DeGuerin, Durst’s defense attorney, argued that Kuperman only waivered on the certainty of the caller’s identity after being questioned by investigators in 2015.

“What you told the movie producers (of HBO’s ‘The Jinx’) was that you felt like the police were trying to get you to change your story,” DeGuerin said.

“Yes,” Kuperman replied, explaining that he didn’t feel pressured by investigators, only that “they wanted me to be sure that it was indeed Kathleen Durst who called me.”

To prosecutors, the significance of the call is less about Kathleen and more about Berman.

Could it have been someone else on the line — possibly even Berman?

That theory got bolstered this week when Nathan Chavin connected several dots for the prosecution. First, testifying that Berman told him Robert Durst killed his wife. Then, saying Durst confessed to him in 2014 that he killed Berman to keep her quiet.

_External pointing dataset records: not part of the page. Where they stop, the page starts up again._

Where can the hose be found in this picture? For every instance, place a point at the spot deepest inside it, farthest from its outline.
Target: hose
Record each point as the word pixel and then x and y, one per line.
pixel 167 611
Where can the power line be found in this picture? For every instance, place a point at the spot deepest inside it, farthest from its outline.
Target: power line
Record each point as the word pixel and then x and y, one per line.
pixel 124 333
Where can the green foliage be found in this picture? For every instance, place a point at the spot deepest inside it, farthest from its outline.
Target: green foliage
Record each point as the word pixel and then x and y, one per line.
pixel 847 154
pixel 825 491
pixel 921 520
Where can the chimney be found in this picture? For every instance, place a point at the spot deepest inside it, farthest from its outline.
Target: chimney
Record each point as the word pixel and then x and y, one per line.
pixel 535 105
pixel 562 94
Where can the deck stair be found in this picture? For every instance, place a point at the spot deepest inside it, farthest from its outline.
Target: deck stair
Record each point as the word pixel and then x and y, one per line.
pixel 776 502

“I had to. It was her or me,” Durst said, according to Chavin, as reported by the Los Angeles Times. “I had no choice.”

The defense has called Chavin less than reliable, indicating they may try at trial to call to the stand a New York Times reporter who interviewed Chavin. The defense believes Chavin’s interview with the Times might conflict with his testimony.

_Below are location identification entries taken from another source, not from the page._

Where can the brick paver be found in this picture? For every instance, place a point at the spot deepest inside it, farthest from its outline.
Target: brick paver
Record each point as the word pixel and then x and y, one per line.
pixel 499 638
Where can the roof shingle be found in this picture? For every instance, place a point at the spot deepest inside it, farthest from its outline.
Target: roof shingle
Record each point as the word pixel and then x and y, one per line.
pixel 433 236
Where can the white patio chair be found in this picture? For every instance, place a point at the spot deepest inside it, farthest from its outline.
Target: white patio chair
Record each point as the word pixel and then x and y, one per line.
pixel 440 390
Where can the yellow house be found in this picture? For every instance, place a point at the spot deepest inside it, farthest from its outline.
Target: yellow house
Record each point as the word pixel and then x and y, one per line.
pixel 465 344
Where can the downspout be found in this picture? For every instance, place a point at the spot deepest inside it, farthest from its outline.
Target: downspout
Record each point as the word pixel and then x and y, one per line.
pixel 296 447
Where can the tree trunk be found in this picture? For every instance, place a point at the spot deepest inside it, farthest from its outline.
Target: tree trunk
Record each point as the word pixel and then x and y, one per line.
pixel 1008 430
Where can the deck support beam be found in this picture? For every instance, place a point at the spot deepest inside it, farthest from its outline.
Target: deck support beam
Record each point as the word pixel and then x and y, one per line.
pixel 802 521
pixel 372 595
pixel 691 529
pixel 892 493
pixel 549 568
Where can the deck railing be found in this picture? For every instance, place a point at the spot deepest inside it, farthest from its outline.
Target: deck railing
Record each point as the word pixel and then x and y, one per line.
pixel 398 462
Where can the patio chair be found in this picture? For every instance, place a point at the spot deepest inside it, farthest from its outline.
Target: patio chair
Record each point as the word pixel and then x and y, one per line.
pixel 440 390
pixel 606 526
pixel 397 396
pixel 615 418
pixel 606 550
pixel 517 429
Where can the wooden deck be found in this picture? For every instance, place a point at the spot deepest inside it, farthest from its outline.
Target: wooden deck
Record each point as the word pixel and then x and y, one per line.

Despite this week’s drama, the Durst case is still in its infancy. A preliminary hearing isn’t expected until later this year.

A trial likely wouldn’t come until 2018.

On consecutive days this week, Durst — who has shed his wheelchair and now walks into court under his own power — turned in his chair to scan the 50 or so spectators in the courtroom.

If he was nervous, it didn’t show. After all, Durst has been here before. And he has yet to lose.